Starring: Michael Keaton, Edward Norton, Emma Stone, Amy Ryan
Director: Alejandro Gonzalez Innaritu (21 Grams, Amores Perros, Babel)

Bottom Line: Birdman is a brilliant piece of filmmaking from director Alejandro Gonzalez Innaritu and his cinematographer Emmanuel Lubezki. It’s shot and edited in a way that makes it seem like the first two hours of the film were done entirely in one take. While the reality is a bit different, this format still required several long takes and tedious acting and timing from the film’s performers. What results is a seamless journey through a New York theater and the mind of a former Hollywood action star named Riggan – played wonderfully by Michael Keaton – as he tries to reinvent and endear himself to the masses by writing, directing, and starring in a Broadway show.

While Birdman isn’t my favorite film of 2014, it’s easy to see why the Academy and critics seemed to agree that it was the best one. From a technical standpoint, they are probably right. It’s also a great character study, as Keaton’s Riggan is quite mystifying – it can be difficult to tell reality from fantasy. What is clear is his desire to break free of the character that made him famous years before, as Riggan is in constant battle with Birdman’s voice in his head. Riggan is certainly more focused on his relationship with his “celebrity” than he is with those in his own personal life. He barely notices his daughter (Stone) even though she works with him in the theater and his love affair with one of his co-stars hardly seems to register with him. This is a man that is highly self-involved. He’s too entrenched with his own demons to notice anyone else’s.

Birdman gives us great performances across the board. It’s the best performance I’ve ever seen from Keaton – by a large margin. It’s hard to imagine that Riggan could have been played by anyone else. Edward Norton gives the film’s best performance, however, as Mike Shiner, an established Broadway star that is hired at the last minute to replace one of the show’s actors after an unfortunate “accident.” Shiner is a difficult person and wastes little time in making an enemy of Riggan – suggesting changes in dialogue during his first read through and insisting on drinking real alcohol during rehearsals. Norton plays the role gleefully and provides numerous laughs in the film. The rest of the ensemble cast is sharp and everyone does well with the difficult shooting format.

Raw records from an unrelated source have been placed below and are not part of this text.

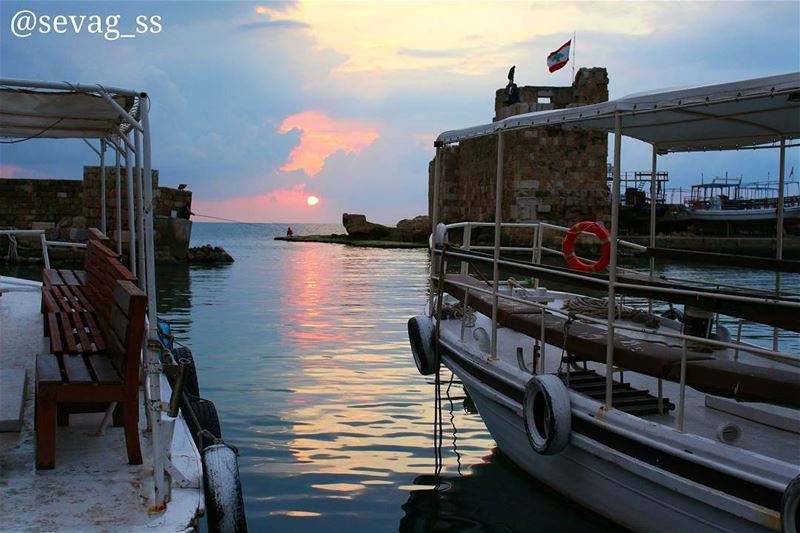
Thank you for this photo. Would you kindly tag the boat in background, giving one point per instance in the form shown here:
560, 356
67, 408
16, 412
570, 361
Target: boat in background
727, 199
657, 422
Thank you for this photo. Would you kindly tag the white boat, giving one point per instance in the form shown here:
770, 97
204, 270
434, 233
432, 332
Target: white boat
729, 200
655, 424
89, 482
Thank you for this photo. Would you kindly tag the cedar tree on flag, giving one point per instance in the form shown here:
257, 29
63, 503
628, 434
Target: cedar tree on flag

I thought Birdman was a great film. It’s one that is tough to digest after one viewing and requires a bit deeper thinking, so it’s possible I could one day view it as a masterpiece. The one take style is unique and adds to the film’s wonder instead of coming across gimmicky. Keaton and Norton give stunning performances. I don’t think Birdman is for everyone – it’s a bit grimy and plenty difficult – but for serious filmgoers, it’s a clear must see.

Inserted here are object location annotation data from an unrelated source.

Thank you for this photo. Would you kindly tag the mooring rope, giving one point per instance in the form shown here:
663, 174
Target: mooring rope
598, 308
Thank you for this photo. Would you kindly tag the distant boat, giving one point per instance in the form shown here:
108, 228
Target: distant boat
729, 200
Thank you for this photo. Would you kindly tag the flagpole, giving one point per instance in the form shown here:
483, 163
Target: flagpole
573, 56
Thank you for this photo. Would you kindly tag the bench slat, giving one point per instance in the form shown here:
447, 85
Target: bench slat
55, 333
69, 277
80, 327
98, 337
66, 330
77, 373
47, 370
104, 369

Replay Value: Multiple viewings required.
Sequel Potential: None.
Oscar Potential: Crushed the Oscars, winning statues for Best Picture, Best Director, Best Original Screenplay, and Best Cinematography, while being nominated in five other categories, including acting noms for Keaton, Norton, and Stone. Interestingly, Birdman did not receive a nomination in film editing, which kind of boggles my mind.